I am assembling a list of questions/comments I think are unfair to be directed towards seminar speakers (with reasons why they should be considered unfair). If you disagree with my assessment or have questions you want to be added to this list, please reach out!

  • “Your effect size is too big. Therefore, there must be something wrong with your identification strategy / approach.”
    Explanation: You should assess empirical findings by how credible the identification strategy / approach is. If you only focus on effect size to infer whether identification is credible, publications will eventually contain too many false positives with small effect sizes and lack true positives with large effect sizes. Note that (as David Jaeger pointed out) this is a compound statement: Noting a large effect size per se is okay. But it is not sufficient to dismiss the study’s findings. Paul Huenermund remarked that it is important to also consider factors beyond the identification strategy, such as sample size. That’s why the statement above now includes the word “approach”: to reflect all choices/factors of one’s estimations that may lead to a lack of credibility of the findings.
  • “What you find is not surprising.”
    Explanation: Even if not surprising, as scientists we have a duty to show what is true and what is not and what defies or confirms conventional wisdom.
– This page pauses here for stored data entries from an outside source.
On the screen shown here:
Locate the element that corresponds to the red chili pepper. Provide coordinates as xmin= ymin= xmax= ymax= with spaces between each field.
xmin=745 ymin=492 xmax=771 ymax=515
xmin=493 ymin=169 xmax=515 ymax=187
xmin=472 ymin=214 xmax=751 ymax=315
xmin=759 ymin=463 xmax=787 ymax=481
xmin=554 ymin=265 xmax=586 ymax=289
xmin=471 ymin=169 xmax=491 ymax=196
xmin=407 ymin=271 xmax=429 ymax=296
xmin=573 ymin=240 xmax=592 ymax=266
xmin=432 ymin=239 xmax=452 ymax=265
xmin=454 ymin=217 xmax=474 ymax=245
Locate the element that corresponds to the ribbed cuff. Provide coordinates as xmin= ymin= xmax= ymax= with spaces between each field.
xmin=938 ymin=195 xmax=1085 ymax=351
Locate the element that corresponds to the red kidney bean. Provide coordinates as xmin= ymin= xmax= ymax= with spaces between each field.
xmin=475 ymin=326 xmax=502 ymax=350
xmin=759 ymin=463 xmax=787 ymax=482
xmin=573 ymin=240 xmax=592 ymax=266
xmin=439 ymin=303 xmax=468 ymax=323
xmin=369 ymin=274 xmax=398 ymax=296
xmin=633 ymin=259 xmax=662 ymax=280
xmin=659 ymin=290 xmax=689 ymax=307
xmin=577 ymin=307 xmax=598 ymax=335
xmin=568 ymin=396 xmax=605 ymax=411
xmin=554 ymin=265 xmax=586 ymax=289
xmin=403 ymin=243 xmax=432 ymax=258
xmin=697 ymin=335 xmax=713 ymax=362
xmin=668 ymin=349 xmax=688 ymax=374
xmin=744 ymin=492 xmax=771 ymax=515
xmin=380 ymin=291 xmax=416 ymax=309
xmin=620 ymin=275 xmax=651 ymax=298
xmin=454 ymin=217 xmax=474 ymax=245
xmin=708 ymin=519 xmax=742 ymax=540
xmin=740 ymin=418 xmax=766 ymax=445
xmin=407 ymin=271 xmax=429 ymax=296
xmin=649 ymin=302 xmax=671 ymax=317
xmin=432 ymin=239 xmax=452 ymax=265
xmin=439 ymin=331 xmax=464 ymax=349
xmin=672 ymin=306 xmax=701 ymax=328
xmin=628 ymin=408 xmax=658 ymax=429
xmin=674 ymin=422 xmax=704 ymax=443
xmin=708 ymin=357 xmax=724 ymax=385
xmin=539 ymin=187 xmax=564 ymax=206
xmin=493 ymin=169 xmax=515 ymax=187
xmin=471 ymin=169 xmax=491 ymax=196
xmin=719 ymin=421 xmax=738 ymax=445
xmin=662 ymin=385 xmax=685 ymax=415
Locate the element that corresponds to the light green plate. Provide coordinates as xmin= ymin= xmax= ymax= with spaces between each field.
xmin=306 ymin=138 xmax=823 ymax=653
If we focus on surprising findings only, we risk publishing too many articles containing false surprising positives and we will publish too few true, yet unsurprising results.
  • “Why is this economics?”
    Explanation: This question will put the presenter in the uncomfortable position to tell you how the setting contains some sort of allocational inefficiency or influences other parameters that eventually are part of economic decisions. Given that almost every resource is scarce and we can express almost everything in money, the presenter will likely have a good answer ready, such that you don’t learn anything from asking your question. And even if it’s not strictly economics, why do you care? As a researcher, you work in the business of expanding knowledge, irrespective of the label!
  • “It doesn’t look random.” (when showing raw data, e.g. across space)
    Explanation: What “looks” random and doesn’t is subjective. Randomness also is not equal to uniformity. If you doubt the randomness of something, evaluate the quality of the identification strategy instead.
  • “Will you show us … ?” (anticipatory question in the introduction that will definitely be addressed later in the talk)
    Explanation: Do you really need an explanation?
  • “Why should we care about the results of your study in country X? My home country has a completely different institutional feature…” 
    Explanation: Economics is a global discipline and institutional differences may shape different behaviors. Only because it is not relevant in your country doesn’t make it irrelevant for everyone on the planet.
  • “Your model is wrong.”
    Explanation: Every model is wrong. Treat the presenter with some courtesy.